Workplace needs to be checked for fire safety, too
Mark Sherry photos
National Night Out is observed annually in New Holstein and other communities around the country. It is a night intended to focus on keeping communities safe and crime-free. At New Holstein’s celebration this past August, people got to see just how high the New Holstein Fire Department’s Tower 25 could reach. Below, people gathered around for a closer look after the Theda Star emergency medical helicopter landed in Kiwanis Park.

October is National Fire Safety Month, and there is no better time to increase fire safety awareness in the workplace.

Safety Exchange recently posted a comprehensive list of tips for a fire-safe workplace. Is your organization compliant with these tips?

Practice good workplace housekeeping. Clutter contributes to fires by providing fuel and by preventing access to exits and emergency equipment.

Place oily rags in a covered metal container. This waste must be properly disposed of on a regular basis.

Maintain machinery to prevent overheating and friction sparks.

Report electrical hazards. Many fires start in faulty wiring and malfunctioning electrical equipment. Never attempt electrical repairs unless you are qualified and authorized.

Maintain free access to all electrical control panels. Material or equipment stored in front of the panels would slow down the shutting down of power in an emergency situation.

Use and store chemicals safely. Read the label and the Material Safety Data Sheet to determine flammability and other fire hazards. Provide adequate ventilation when using and storing these substances.
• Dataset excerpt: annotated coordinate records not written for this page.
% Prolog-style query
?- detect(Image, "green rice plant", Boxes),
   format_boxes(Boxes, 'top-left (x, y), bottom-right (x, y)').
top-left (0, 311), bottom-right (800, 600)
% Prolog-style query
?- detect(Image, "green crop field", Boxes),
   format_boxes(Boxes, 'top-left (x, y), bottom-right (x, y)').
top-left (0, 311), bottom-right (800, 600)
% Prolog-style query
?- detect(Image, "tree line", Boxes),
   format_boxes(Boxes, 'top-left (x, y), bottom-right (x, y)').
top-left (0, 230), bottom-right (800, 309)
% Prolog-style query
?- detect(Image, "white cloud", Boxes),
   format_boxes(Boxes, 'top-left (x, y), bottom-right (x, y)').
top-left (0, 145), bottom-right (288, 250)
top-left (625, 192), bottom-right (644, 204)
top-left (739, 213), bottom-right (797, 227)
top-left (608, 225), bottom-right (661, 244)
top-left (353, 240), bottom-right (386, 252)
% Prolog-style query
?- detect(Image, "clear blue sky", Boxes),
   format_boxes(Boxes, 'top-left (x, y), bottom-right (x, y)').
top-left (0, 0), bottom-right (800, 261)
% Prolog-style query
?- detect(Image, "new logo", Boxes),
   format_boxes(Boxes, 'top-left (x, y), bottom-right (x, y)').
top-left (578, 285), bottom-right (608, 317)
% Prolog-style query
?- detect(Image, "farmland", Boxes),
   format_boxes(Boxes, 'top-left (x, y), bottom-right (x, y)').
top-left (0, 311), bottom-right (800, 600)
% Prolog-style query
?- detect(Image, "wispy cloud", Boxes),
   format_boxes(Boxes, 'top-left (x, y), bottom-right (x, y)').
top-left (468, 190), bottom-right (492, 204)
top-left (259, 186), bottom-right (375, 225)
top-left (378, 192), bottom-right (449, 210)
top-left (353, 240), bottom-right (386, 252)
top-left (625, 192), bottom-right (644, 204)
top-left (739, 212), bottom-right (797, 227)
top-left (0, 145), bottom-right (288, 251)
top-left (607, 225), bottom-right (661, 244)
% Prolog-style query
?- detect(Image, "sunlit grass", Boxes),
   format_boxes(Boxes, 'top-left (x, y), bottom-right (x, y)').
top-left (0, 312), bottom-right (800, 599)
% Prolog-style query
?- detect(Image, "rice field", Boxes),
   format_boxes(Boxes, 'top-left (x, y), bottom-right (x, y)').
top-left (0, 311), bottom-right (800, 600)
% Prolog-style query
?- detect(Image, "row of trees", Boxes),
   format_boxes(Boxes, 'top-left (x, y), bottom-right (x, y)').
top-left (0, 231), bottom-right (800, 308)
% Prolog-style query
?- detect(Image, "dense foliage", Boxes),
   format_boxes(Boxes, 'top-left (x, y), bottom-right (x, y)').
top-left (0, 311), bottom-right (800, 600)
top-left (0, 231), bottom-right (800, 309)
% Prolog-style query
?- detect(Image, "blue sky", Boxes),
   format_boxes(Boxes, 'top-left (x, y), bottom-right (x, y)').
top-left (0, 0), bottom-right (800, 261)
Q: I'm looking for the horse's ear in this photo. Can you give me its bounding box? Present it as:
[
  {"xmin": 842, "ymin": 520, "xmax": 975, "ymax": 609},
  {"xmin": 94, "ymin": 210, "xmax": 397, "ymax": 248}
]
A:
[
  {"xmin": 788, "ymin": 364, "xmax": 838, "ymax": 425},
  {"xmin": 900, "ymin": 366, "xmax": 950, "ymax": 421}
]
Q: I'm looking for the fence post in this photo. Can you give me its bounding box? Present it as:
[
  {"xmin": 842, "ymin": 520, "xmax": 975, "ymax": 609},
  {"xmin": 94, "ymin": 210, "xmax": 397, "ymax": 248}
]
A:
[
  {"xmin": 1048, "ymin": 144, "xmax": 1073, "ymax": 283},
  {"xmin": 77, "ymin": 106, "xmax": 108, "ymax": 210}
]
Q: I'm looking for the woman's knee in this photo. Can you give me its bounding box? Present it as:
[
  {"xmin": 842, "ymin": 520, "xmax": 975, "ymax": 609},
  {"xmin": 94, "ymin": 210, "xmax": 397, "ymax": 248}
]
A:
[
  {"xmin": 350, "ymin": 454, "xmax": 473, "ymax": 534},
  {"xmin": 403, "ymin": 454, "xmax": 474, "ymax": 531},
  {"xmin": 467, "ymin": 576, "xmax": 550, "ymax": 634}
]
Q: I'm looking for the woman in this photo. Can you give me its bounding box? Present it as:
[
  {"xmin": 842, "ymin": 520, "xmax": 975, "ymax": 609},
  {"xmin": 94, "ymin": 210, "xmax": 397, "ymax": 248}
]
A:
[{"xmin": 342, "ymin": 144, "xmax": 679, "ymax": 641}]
Use all precautions to prevent ignition in potentially explosive atmospheres such as those containing flammable liquid vapors or fine particles. Use non-sparking tools, and control static electricity as required.

Help maintain building security to prevent arson fires. Lock up as instructed; report suspicious persons; and don’t leave combustible rubbish where it can be set afire outside the building.

Smoke only in designated areas, and extinguish smoking materials safely. Never smoke in storerooms or chemical storage areas.

Never block sprinklers, firefighting equipment or emergency exits. Observe clearances when stacking materials.

Post emergency telephone numbers as well as the company address by the telephone in your station for quick access if a fire were to start in your work area.

Learn how to properly use a fire extinguisher.

Note the tip which stresses the importance of using a fire extinguisher. Hands-on fire extinguisher training is the best way to make sure employees are prepared for fire emergencies.